En una tranquila calle de Madrid, donde todos se conocían por su nombre de pila, solo un anciano llamado Don Vicente destacaba por su aislamiento. Casi no hablaba con nadie, apenas salía de su piso, y nadie sabía exactamente a qué se dedicaba ni cómo se ganaba la vida.
Pero una cosa tenían clara todos los vecinos: del interior de su casa salían ruidos muy extraños. A veces, un gruñido sordo, como si alguien estuviera arañando las paredes. Otras, un chillido que parecía humano pero no del todo. Las noches eran las peores: gemidos, ladridos agotadores que se repetían una y otra vez. A ratos, incluso sonaba como si alguien forcejease desesperadamente dentro.
Los vecinos aguantaron al principio. Luego empezaron a llamar a su puerta, a pedirle que bajara el volumen. Hasta le dejaron una nota:
*”Por favor, resuelva el tema del ruido. No podemos dormir.”*
Pero la respuesta fue el silencio. Don Vicente no siempre abría, y si salía, se limitaba a asentir, murmurar algo ininteligible y desaparecer tras la puerta otra vez.
Con el tiempo, la preocupación creció. Unos pensaban que se estaba volviendo loco. Otros sospechaban que había más gente dentro. Alguno incluso especuló con actividades ilegales. Pero la verdad, nadie la sabía.
Hasta que un día, todo cambió.
Durante casi una semana, nadie vio al anciano. Su puerta seguía cerrada, las persianas bajadas como siempre. Pero los ruidos no cesaron. Al contrario: se volvieron más intensos. Por las noches, se oían alaridos desesperados, rechinar de dientes, arañazos en el suelo, crujidos. Como si algo o alguien intentara escapar.
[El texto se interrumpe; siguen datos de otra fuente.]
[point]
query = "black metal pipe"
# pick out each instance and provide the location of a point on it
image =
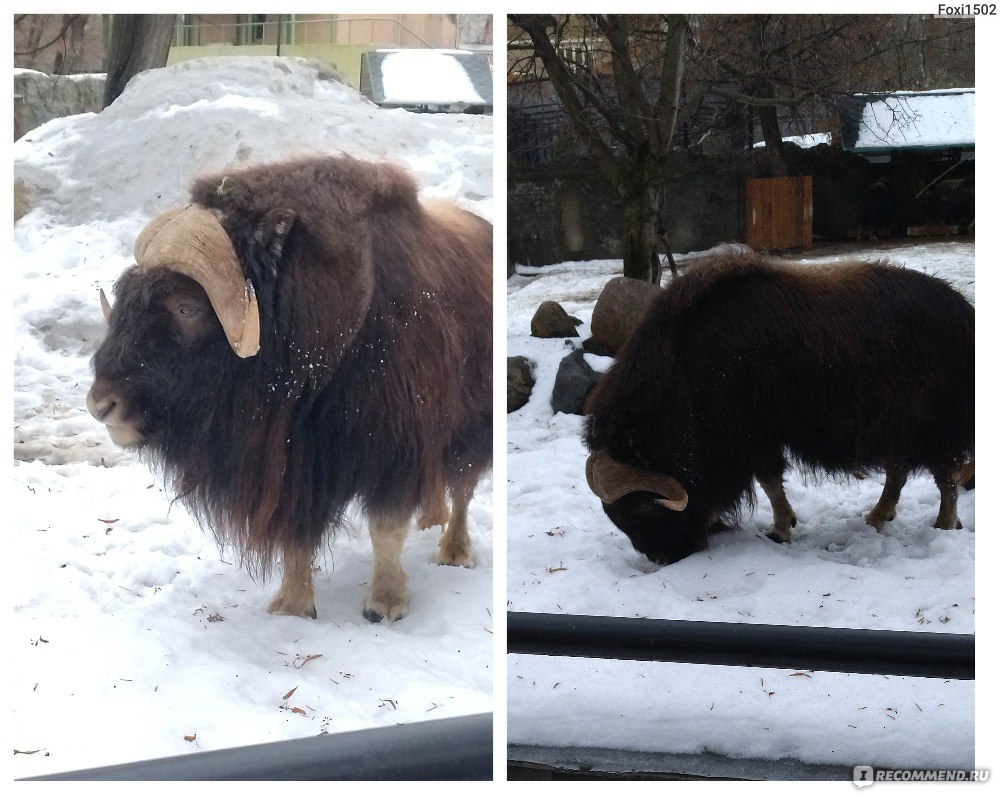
(910, 653)
(459, 748)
Al séptimo día, los vecinos no aguantaron más. Dos hombres subieron a su planta y llamaron con insistencia. Nadie respondió. Avisaron a la policía, que al final forzó la cerradura.
Cuando entraron en el piso, la sangre se heló en sus venas.
En la habitación, impregnada de un olor pesado y encerrado, yacía Don Vicente, muerto en la cama. Según el forense, llevaba así casi una semana. Pero eso no era lo peor.
En la casa había casi veinte perros: flacos, exhaustos, algunos medio muertos. Algunos deambulaban por las habitaciones, otros se habían quedado junto al cuerpo sin apartarse de él.
El suelo estaba lleno de marcas de zarpas, excrementos, muebles destrozados y señales de peleas entre los animales.
Al parecer, el anciano recogía perros abandonados, los escondía, los alimentaba y dormía con ellos. Eran sus únicos amigos. No se lo contó a nadie por miedo a que se los quitasen.
Durante siete días, esos perros estuvieron encerrados sin comida ni agua.
Los vecinos recordarían este suceso mucho tiempo después con la voz temblorosa. Y la casa quedó vacía, como si se negara a olvidar su terrible secreto.